This is the Year to Fix Louisiana’s Tax Structure

The Tax Foundation, an independent national tax policy organization, recently released a new report on individual income taxes. Its study found that Louisiana’s top income tax rate is higher than what you see in most of the southern and regional states we compete with for jobs. That doesn’t sound encouraging, but as is often the case, there’s more to that story than meets the eye, and it’s something we can fix.

Louisiana is generally considered a low-tax state, so it’s a little surprising to look at the Tax Foundation’s most recent map of states’ top marginal individual income tax rates and see that Louisiana’s rate of 6% is higher than just about anyone near us.

A few states like Texas, Florida, and Tennessee don’t have individual income taxes, but the other states in our region do, and our rate is higher than almost all of them. That seems somewhat confusing because if you look at another metric from the Tax Foundation, Louisiana’s Tax Freedom Day, we pay off all our state, federal, and local taxes, earlier than all but two states.

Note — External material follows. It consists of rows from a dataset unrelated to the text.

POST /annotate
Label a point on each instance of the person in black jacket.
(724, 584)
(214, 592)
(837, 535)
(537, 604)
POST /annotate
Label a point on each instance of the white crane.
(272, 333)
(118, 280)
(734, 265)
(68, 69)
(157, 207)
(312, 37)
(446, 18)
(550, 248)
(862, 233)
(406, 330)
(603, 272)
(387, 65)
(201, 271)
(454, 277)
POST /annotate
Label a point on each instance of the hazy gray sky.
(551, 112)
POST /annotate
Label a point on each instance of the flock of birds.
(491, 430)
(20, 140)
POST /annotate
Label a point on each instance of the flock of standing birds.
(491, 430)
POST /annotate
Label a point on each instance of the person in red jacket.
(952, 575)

So if our tax burden is so low based on that indicator, can our income taxes actually be that high? The answer is yes and no.

Louisiana has three tax brackets – 2%, 4%, and 6% – and they kick in at various income levels. That 6% rate is indeed higher than just about all of our peers. But what that doesn’t show is that Louisiana has large deductions most other states do not have and generously placed tax brackets that give us an effective tax rate that is significantly lower than most states.

For those of us who live here, that doesn’t matter much because we simply file our taxes and take the deductions and it all works out. But what if you are a company looking to locate here and you’re looking at tax rates, or a person considering a low-tax state to retire in? In those cases, Louisiana doesn’t look so good, and the perception is that we are not as competitive as we really are. And, by the way, that lack of competitiveness is also true for our corporate income taxes.

That’s why it is encouraging that this year, key legislative leaders are planning to introduce legislation to address that situation and others that hurt our competitiveness and make our tax structure more complicated than it really needs to be.

The notion of tax “reform” could be alarming to some. After all, who really wants politicians opening the can of worms that taxes can be. But the truth is, we have a tax structure that puts us at a disadvantage compared to other states, while we have an overall tax burden that in many ways actually makes us quite attractive.

The solution is embodied in the principles that CABL, PAR, and the Committee of 100 for Economic Development have championed through our RESET Louisiana initiative. That is to simplify our tax structure, eliminate big deductions that most states don’t have, and lower our tax rates to put them more in line with what we actually pay. And do it in a way that is revenue neutral and keeps most people’s taxes about the same as they are.

That’s one of the major efforts that will be undertaken this session along with attempts to simplify the collection of sales taxes to ease that burden on businesses, and revisit the local inventory tax and the state’s corporate franchise tax.

There are complications to doing any of these things and some will be more difficult than others. But the fact is, Louisiana does not have a tax structure that serves the state well, even though it has a state tax burden that is highly competitive with other states.

People and businesses get anxious when they hear about efforts to “restructure” taxes. That’s to be expected. But if we can simplify our tax system, make our state more competitive, and keep our tax burden the same as it is, everyone wins.

That is a major step forward that we can, and should, accomplish this year.